À Drummondville, une résidence de la rue Caselli a été déclarée perte totale mardi soir. Le feu aurait été causé par une chandelle qui n’avait pas été éteinte sur le patio.
À Drummondville, une résidence de la rue Caselli a été déclarée perte totale mardi soir. Le feu aurait été causé par une chandelle qui n’avait pas été éteinte sur le patio.

Nuit occupée pour les pompiers du Centre-du-Québec

Trois immeubles d’habitation ont été la proie des flammes au cœur de la municipalité de Sainte-Clotilde-de-Horton et une résidence a brûlé à Drummondville, respectivement dans la nuit de mercredi et mardi soir. Trois des quatre bâtiments ont été déclarés perte totale par les pompiers.

À Sainte-Clotilde-de-Horton, trois résidences étaient touchées à l’arrivée des pompiers dans la nuit de mercredi. « Deux résidences, pour un total de six logements, sont complètement détruites. Trois autres logements ont été sauvés in extremis », indique le directeur de sécurité incendie de Notre-Dame-du-Bon-Conseil et de Sainte-Clotilde, Frédérick Marcotte, ajoutant qu’au plus fort du brasier, une soixantaine de pompiers de quatre municipalités le combattait.

« De ce qu’on pense, le point d’origine serait à l’extérieur d’un des logements qui étaient inhabités, enchaîne-t-il. Quatre familles se retrouvent à la rue et ont été confiées à la Croix-Rouge. Une mère et son enfant ont été légèrement blessés. »

La Sûreté du Québec est responsable de l’enquête.

À Drummondville

À Drummondville, une résidence de la rue Caselli a été déclarée perte totale. Le brasier, qui a pris naissance vers 21 h 30 mardi soir, aurait été causé par une chandelle à la citronnelle qui n’avait pas été éteinte sur le patio.

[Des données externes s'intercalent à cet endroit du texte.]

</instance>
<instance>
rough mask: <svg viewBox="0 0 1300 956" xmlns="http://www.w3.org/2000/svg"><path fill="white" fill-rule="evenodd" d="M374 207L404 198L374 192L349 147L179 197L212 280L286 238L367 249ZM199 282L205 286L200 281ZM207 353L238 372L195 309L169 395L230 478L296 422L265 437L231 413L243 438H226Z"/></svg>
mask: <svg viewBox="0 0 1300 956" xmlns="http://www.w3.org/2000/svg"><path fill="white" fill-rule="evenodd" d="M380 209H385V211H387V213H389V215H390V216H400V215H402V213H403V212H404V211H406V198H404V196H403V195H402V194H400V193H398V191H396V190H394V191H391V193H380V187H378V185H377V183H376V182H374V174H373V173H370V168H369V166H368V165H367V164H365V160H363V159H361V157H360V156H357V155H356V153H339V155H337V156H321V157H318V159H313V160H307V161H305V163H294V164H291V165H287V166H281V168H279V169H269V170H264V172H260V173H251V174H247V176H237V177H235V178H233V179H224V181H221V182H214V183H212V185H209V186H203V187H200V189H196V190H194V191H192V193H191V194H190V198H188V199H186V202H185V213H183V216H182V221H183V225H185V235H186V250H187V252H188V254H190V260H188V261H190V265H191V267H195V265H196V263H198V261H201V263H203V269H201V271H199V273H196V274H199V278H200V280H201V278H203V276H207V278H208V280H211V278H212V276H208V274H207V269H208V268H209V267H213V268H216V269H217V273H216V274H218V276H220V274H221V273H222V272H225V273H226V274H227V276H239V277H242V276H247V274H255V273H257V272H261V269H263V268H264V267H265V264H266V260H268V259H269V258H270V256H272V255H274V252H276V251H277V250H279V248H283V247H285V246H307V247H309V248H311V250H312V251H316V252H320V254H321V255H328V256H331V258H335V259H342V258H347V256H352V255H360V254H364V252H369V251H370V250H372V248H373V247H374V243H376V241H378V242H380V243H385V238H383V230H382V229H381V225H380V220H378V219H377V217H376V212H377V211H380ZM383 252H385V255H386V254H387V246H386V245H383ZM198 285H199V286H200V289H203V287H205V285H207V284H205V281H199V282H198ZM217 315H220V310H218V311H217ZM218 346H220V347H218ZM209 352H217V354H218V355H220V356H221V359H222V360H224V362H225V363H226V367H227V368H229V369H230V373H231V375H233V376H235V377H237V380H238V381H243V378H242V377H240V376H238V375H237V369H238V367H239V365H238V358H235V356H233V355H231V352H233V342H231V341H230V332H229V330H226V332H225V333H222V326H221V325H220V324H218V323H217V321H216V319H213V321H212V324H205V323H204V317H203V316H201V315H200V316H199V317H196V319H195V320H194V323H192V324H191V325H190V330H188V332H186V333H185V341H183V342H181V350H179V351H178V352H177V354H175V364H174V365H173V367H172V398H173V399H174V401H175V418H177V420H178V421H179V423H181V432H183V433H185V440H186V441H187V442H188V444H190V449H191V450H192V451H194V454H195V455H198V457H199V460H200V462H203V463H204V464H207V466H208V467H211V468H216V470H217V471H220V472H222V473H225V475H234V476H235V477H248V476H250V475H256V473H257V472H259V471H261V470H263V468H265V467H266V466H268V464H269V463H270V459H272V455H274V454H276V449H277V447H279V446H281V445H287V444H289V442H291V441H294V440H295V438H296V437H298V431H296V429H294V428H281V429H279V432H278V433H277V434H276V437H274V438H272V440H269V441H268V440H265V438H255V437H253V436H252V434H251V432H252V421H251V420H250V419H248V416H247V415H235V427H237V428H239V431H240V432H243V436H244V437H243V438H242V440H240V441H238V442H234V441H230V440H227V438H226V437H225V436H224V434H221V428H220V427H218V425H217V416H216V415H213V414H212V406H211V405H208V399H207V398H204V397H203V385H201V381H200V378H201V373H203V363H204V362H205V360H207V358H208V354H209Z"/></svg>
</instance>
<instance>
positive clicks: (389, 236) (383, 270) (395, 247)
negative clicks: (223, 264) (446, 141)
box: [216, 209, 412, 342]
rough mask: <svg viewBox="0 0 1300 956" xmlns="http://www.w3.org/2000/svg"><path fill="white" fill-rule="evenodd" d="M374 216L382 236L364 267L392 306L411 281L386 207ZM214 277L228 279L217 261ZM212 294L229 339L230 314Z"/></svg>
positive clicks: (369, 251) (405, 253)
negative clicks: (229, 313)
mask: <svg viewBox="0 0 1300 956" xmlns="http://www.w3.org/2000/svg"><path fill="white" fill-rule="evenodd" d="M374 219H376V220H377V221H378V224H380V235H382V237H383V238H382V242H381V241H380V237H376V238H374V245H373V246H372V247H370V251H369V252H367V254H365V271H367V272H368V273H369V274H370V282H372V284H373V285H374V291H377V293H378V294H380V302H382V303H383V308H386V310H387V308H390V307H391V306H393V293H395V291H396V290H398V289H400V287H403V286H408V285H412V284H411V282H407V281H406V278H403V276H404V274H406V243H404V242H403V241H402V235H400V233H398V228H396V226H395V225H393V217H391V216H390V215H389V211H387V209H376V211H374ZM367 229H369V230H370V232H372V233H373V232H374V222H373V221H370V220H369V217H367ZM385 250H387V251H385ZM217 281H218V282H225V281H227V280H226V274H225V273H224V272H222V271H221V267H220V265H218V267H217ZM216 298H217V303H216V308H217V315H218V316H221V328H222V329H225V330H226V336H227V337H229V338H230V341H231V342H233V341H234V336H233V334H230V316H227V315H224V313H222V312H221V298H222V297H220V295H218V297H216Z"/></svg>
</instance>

« Les gens se sont aperçus que le feu était pris sur un sofa à l’extérieur. Le divan était collé à la résidence. La propagation a été assez rapide : le feu est monté dans l’entretoit par le soffite », explique Pascal Roux du Service des incendies de Drummondville, calculant que les dommages sont de plus de 400 000 $. Les propriétaires de la maison étaient assurés.

Si la chaleur et la sécheresse n’ont rien à voir avec l’incendie, elles ont quand même compliqué le travail des 25 pompiers qui se sont déplacés sur les lieux. « Il faisait chaud pour combattre l’incendie. Il y a des mesures à prendre pour ce qui est de l’hydratation. Ça prend un peu plus de personnel. Ça ne nous aide pas », confirme-t-il.

Les pompiers de Drummondville sont assez occupés dernièrement : un autre feu du même genre s’est déclaré à Drummondville lundi à cause d’un mégot de cigarette.